LCG Management Board
Tuesday 27 May 2008, 16:00-17:00 – Phone Meeting
(Version 1 - 30.5.2008)
A.Aimar (notes), K.Bos, D.Britton, T.Cass, Ph.Charpentier, L.Dell’Agnello, I.Fisk, S.Foffano, F.Giacomini, J.Gordon, F.Hernandez, M.Kasemann, O.Keeble, M.Lamanna, H.Marten, G.Merino, A.Pace, Di Qing, Y.Schutz, J.Shiers (chair), R.Tafirout, J.Templon
Mailing List Archive
Tuesday 29 May 2008 16:00-17:00 – Phone Meeting
1. Minutes and Matters arising (Minutes)
1.1 Minutes of Previous Meeting
The minutes of the previous MB meeting were approved.
1.2 High Level Milestones for 2008 (HLM_20080526)
2. Action List Review (List of actions)
Actions that are late are highlighted in RED.
- 31 March 2008 - OSG should prepare Site monitoring tests equivalent to those included in the SAM testing suite.
- J.Templon and D.Collados will verify this equivalence and report to the MB; as it was done for NDGF.
Done in the previous MB meeting.
The OSG tests are described here: http://rsv.grid.iu.edu/documentation/help/.
The proposed new list of critical tests is available here:
- 31 March 2008 - ALICE, ATLAS and CMS should provide the read and write rates that they expect to reach. In terms of clear values (MB/sec, files/sec, etc) including all phases of processing and re-processing.
Not done but will be removed, as agreed last week.
Sites and Experiments will have to rais specific issues when needed.
M.Kasemann commented that CMS will send updated values to the Sites during this week.
No comments from ATLAS and ALICE.
H.Renshall is back and A.Aimar will ask him for an update to the MB in the coming weeks.
Obsolete. Replaced by the “Operations Alarms Page” action.
A new page for alert emails for the sites, not the same as the contact pages. This is a separate page to be prepared.
Is not the same and the contact page already prepared (https://twiki.cern.ch/twiki/bin/view/LCG/TierOneContactDetails).
Should be a different list only for alerts and only for a few people from the Experiments.
Removed. Will be included in the wiki page to fill.
M.Schulz reported that few sites had agreed to deploy the LCAS solution. It will be installed on the pre-production test bed PPS at CERN and LHCb will test it.

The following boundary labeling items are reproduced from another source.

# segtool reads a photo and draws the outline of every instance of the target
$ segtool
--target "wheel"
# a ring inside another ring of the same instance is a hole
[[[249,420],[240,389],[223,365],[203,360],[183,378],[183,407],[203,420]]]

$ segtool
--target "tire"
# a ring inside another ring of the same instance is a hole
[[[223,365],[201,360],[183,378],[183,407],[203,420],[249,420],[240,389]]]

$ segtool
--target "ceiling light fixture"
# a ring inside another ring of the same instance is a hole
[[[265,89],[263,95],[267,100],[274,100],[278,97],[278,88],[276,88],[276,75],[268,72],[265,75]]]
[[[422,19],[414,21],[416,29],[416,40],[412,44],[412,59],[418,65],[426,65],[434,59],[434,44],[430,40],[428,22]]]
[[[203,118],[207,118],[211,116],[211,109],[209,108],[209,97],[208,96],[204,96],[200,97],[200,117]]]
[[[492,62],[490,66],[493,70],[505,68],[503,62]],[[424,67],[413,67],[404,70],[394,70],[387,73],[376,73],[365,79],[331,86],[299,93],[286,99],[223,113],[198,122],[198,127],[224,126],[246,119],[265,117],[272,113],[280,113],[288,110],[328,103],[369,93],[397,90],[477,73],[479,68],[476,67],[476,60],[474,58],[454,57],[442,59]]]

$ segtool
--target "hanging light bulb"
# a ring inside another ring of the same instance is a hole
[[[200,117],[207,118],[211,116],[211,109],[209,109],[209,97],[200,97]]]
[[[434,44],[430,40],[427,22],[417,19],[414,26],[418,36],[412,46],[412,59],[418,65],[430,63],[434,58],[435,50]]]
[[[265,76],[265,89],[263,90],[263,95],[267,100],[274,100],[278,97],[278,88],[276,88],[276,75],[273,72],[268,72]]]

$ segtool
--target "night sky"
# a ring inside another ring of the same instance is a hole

Other sites that want to install it up should confirm it.
Ph.Charpentier asked that the PPS installations should allow access to the existing production data.
Done: The page for Operations Alarms is here: https://twiki.cern.ch/twiki/bin/view/LCG/OperationsAlarmsPage
31 May 2008 - Sites and Experiments
should complete the Operations Alarms Page
3. CCRC08 Update (CMS CCRC08 Phase 2 elog; Draft Agenda of June Post-mortem Workshop; LHCb CCRC08 meeting of May 26; Slides)- J.Shiers
J.Shiers presented the weekly summary of status and progress of the recent CCRC08 activities.
No comment received. For the Experiments the MB contacts are set as default speaker and they should send the names by the end of the week.
3.1 CCRC08 May Report
This one was the last week of the CCRC08 challenge. The report focuses on the basic Grid infrastructure and on the Sites. And not on the Experiments impressive results. The report from CMS (Link) and LHCb (Link) are available.
NIKHEF: increased installed disk by 120TB. Now have 88TB of space allocated to ATLAS. Problem with cooling last week forced the power-off of WNs. DPM 1.6.7 problem (lifetime reset to 1.7 days after resize of space reservation) – upgraded to latest production release that was not the one for the CCRC08 exercise. This was discussed prior to start of CCRC ’08 – but insufficient time for adequate testing.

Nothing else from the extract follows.